The European Parliament and the twenty-seven member states finalize details of their positions regarding the negotiation of the reform of the Common Agricultural Policy (PAC), one of the milestones of European integration, in which Spain gambles the distribution of 41,925 million euros, just over 34,000 in direct payments.
Last July, the leaders of the European Union achieved after five days locked in the Europa Building in the heart of the European Quarter of Brussels an agreement for a recovery fund and a multi-year budget of almost two billion euros. Of this package, 344 million euros, almost a third of the budget, will go to support the agricultural sector; 7.5 billion from the recovery fund, to rural development.
But that long and tough negotiation that ended up as historic, the EU will issue joint debt at a level never seen before to pay for the recovery, it has little by nothing to do with what awaits MEPs and ministers. The last reform of the CAP took almost two years and more than fifty trialogues between Council, Parliament and Commission. This time, Brussels is not counting on the new legislation coming into force before 2023.
The CAP, Since its introduction in 1962, it has become one of the bastions of integration and at the same time, in one of its most questioned tools. Each reform of agricultural policy, not without pitfalls, has tried to adapt it to the new economic conditions, the market and even the Union itself, which has grown with the various extensions throughout its history. This time, the great challenge is to make the CAP more sustainable, in line with the great climate objectives of the EU and the great Green Deal that supports them.
The EU has set itself a goal achieve climate neutrality, absorb as much CO2 emissions as it produces, between now and 2050 and agriculture represents a significant percentage. For this reason, countries like Denmark, Finland or the Netherlands want a more modern and innovative CAP. Others like Spain or France, among the major beneficiaries, regret the cuts in aid compared to the previous budget and ask for flexibility in climate objectives.
“We have to work together to achieve a political agreement regarding the content of the reform, in particular for the balance between income support and ‘eco-schemes‘, which should be mandatory for Member States and voluntary for farmers and ranchers, “said the Spanish Minister of Agriculture, Luis Planas, upon arrival at the meeting with their European counterparts in Luxembourg.
The debate on the table goes from how distribute funds between direct payments to farmers and ranchers and development support in rural areas, how to guarantee financial aid to large landowners but also to small and medium-sized enterprises or how demanding should the sustainability criteria be applied in access to funds, even if a piece of soybeans seasoned can legally be called steak or an almond drink, milk.
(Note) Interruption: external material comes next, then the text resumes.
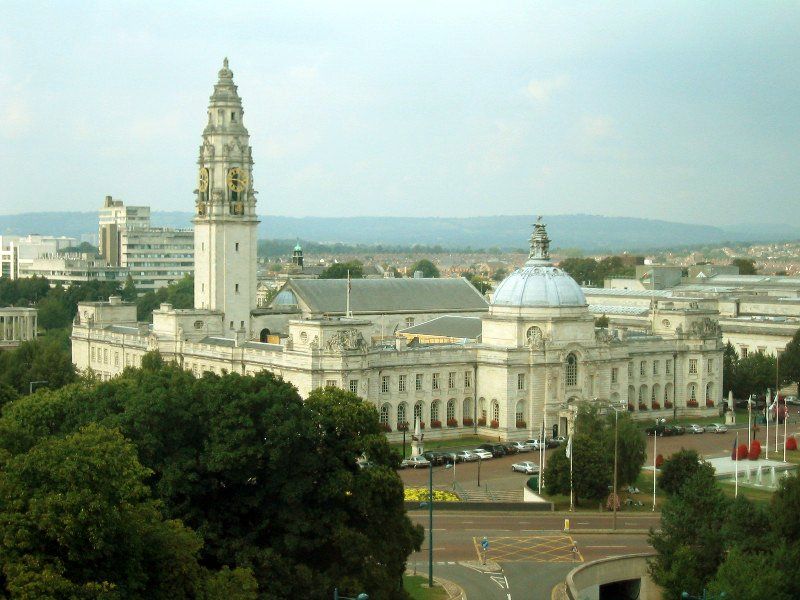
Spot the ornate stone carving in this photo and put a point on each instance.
(346, 340)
The debate is in the details and all these questions are to a greater or lesser extent controversial for different member states.
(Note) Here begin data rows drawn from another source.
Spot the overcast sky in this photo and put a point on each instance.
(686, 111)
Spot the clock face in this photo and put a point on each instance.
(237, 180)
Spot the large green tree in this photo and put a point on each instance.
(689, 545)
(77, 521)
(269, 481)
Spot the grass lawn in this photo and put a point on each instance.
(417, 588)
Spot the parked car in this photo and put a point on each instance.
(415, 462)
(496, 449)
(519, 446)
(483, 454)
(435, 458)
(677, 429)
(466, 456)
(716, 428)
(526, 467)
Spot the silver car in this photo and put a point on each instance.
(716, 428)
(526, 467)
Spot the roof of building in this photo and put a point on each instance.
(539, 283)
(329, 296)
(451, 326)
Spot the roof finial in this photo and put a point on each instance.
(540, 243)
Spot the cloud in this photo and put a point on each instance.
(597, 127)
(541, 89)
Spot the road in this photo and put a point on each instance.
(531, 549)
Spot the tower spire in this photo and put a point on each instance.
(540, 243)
Also in the Eurocmara, the CAP is a contentious issue. Last summer the agriculture and environment commissions fought at the cost of agricultural policy and this week, MEPs will vote several hundred amendments that should shape their position in the negotiations with the 27. However, the main parties in the chamber, the European People’s Party, the Socialists and Democrats and the liberals of Renew Europe, they would have reached an agreement to defend a joint position. And they have the numbers to close it. An agreement that the environmental party of the Verdes in the Eurocamara he calls it “incompatible” with the Green Pact.
That the 27 manage to close on their position this week is not guaranteed, at the close of this edition the ministers were still meeting, although it is desirable, andhe Parliament is pushing to start negotiations before the end of the year. However, not even the multi-annual budget is still closed after several weeks of disagreements between the MEPs themselves and the German presidency of the Council, which represents the member states in the negotiations.
Although the new budget will be in force in principle in January 2021, to ensure clarity in the rules for ranchers and farmers, the European Commission envisages a transitional system that could last up to two years, when the new agricultural policy the Union should be underway by now.